Among the 8205 patients, 873 (10.64%) were diagnosed with glaucoma. Across models, AUROC scores for identifying which patients had glaucoma from survey health data ranged from 0.710 to 0.890. XGBoost achieved the highest AUROC of 0.890 (95% confidence interval [CI]: 0.860–0.910). Logistic regression followed with an AUROC of 0.772 (95% CI: 0.753–0.795).
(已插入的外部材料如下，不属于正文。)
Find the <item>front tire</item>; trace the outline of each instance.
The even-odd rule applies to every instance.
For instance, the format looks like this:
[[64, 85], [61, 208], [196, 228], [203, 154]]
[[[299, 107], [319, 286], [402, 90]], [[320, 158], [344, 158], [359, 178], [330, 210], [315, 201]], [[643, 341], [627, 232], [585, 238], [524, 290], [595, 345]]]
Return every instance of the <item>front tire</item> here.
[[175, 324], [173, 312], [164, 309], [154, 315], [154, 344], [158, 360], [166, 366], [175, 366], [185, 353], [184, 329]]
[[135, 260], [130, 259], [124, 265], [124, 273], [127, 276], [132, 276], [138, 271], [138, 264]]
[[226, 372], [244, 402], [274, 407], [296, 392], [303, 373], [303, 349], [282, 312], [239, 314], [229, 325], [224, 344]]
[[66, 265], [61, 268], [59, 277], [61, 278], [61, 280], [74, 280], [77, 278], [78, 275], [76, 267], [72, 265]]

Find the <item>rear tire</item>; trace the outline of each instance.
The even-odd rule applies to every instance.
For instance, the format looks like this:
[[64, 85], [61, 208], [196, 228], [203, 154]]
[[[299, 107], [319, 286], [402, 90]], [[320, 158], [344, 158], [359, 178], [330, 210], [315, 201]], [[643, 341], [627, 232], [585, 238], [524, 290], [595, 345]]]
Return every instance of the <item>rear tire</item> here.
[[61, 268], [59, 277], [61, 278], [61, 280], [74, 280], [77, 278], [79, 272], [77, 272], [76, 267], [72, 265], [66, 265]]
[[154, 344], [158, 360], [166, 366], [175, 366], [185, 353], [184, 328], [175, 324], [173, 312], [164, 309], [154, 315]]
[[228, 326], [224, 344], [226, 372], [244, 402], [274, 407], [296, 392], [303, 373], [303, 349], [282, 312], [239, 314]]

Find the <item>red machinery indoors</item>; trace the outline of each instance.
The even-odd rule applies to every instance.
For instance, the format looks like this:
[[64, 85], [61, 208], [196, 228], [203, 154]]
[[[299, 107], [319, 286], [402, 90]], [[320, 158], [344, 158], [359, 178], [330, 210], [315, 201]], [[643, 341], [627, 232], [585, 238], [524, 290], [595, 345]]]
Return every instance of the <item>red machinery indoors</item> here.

Explainability studies revealed that key features included traditionally recognized risk factors for glaucoma, such as age, type 2 diabetes, and a family history of glaucoma.

Conclusions:

Machine and deep learning models successfully utilized health data from self-reported surveys to predict glaucoma diagnosis without additional data from ophthalmic imaging or eye examination. These models may eventually enable prescreening for glaucoma in a wide variety of low-resource settings, after which high-risk patients can be referred for targeted screening using more specialized ophthalmic examination or imaging.